Comment author: cousin_it 03 June 2014 07:25:15PM 0 points [-]

What other applications for groups of people can you imagine, apart from having a sense of each other's position?

Comment author: Alexandros 03 June 2014 07:55:15PM 2 points [-]

whatever team state matters. maybe online/offline, maybe emotional states, maybe doing biofeedback (hormones? alpha waves?) but cross-team. maybe just 'how many production bugs we've had this week'.

Comment author: cousin_it 03 June 2014 11:01:46AM *  16 points [-]

Stratton's perceptual adaptation experiments a century ago have shown that the brain can adapt to different kinds of visual information, e.g. if you wear glasses that turn the picture upside down, you eventually adjust and start seeing it right side up again. And recently some people have been experimenting with augmented senses, like wearing an anklet with cell phone vibrators that lets you always know which way is north.

I wonder if we can combine these ideas? For example, if you always carry a wearable camera on your wrist and feed the information to a Google Glass-like display, will your brain eventually adapt to having effectively three eyes, one of which is movable? Will you gain better depth perception, a better sense of your surroundings, a better sense of what you look like, etc.?

Comment author: Alexandros 03 June 2014 06:38:50PM 4 points [-]

I've thought about taking this idea further.

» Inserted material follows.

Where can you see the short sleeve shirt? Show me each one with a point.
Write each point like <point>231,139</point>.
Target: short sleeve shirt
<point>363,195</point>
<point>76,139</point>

Think of applying the anklet idea to groups of people. What if soccer teams could know where their teammates are at any time, even if they can't see them? Now apply this to firemen. or infantry. This is the startup i'd be doing if I wasn't doing what I'm doing. plugging data feeds right into the brain, and in particular doing this for groups of people, sounds like the next big frontier.